Granted, the pandemic did a number on our concept of time. Many of us who started the pandemic in our early or mid-20s missed out on three fundamental years of socialization, career development, and personal milestones that traditionally help to mark our growth.
Our time to figure out and plan our next steps through fumbling yet active participation was put on pause indefinitely and then resumed provisionally. This in turn has left many of us hanging in the balance of uncertainty as we try to make sense of the disconnect between our minds and bodies in this missing gap of time.
Because we’re all still figuring out what the ramifications of being locked away and frozen in time by a global pandemic will have on us as a society, there really is no “right” way of making up for lost time. Feeling unprepared for any new chapter of life is a natural rite of passage, pandemic or not. However, it’s important to not stay stuck in the last age or period of life that made sense to us because self-growth is the truest evidence of personal progress.

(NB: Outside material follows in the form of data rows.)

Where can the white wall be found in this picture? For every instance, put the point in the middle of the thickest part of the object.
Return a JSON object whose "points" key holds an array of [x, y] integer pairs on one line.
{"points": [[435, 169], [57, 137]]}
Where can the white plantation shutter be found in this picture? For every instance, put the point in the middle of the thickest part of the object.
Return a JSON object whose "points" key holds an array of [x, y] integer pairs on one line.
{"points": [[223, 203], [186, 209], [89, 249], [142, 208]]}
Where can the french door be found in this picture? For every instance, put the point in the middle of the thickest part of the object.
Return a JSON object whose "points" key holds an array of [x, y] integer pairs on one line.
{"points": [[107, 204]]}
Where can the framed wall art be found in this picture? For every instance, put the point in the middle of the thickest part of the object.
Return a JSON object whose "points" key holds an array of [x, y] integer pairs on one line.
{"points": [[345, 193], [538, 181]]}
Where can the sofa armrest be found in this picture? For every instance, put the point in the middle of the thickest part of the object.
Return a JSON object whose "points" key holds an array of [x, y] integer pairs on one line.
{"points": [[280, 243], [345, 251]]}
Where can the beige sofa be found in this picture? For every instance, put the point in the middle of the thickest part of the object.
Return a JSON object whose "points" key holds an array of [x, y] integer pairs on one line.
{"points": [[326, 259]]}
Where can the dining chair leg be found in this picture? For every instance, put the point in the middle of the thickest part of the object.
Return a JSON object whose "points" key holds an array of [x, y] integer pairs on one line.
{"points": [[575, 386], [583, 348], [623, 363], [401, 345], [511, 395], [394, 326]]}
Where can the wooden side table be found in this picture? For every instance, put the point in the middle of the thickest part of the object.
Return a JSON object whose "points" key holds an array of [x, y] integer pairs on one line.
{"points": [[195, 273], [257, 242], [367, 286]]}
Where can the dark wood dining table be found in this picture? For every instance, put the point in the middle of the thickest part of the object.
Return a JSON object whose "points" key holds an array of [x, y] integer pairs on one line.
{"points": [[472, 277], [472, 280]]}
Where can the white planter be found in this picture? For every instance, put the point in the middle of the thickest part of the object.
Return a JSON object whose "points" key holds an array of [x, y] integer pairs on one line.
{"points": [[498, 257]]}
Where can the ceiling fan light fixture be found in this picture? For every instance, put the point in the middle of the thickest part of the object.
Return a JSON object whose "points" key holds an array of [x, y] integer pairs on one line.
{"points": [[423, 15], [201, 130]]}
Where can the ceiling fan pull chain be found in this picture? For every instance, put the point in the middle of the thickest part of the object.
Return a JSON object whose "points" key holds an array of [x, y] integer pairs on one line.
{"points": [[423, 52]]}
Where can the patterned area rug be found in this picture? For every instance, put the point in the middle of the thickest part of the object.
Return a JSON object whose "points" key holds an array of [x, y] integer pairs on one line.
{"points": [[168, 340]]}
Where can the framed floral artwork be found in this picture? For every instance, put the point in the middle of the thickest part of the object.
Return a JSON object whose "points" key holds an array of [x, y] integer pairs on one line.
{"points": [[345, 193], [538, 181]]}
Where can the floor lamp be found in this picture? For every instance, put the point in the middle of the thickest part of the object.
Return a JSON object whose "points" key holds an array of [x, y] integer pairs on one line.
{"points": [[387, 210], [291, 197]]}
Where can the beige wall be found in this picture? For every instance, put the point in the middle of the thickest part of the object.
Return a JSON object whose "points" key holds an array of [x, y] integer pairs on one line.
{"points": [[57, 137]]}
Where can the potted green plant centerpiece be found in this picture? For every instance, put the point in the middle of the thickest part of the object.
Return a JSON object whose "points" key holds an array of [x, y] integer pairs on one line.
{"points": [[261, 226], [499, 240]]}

So whether you’re leaning on your inner child, teenager, or 20-something for guidance as you fill the gap between your real age and pandemic age, know that it’s okay to grieve the person you thought you would be and the milestones you thought you’d hit before you ever knew what a pandemic was. If there’s anything that the pandemic taught us, it’s that we have the power to reimagine a better world and life for ourselves. And if we tap into our inner teenager as a compass, we can piece together our next chapter with a fresh outlook.
Sure, we’ve lost a couple of years, but there are still some really amazing ones ahead.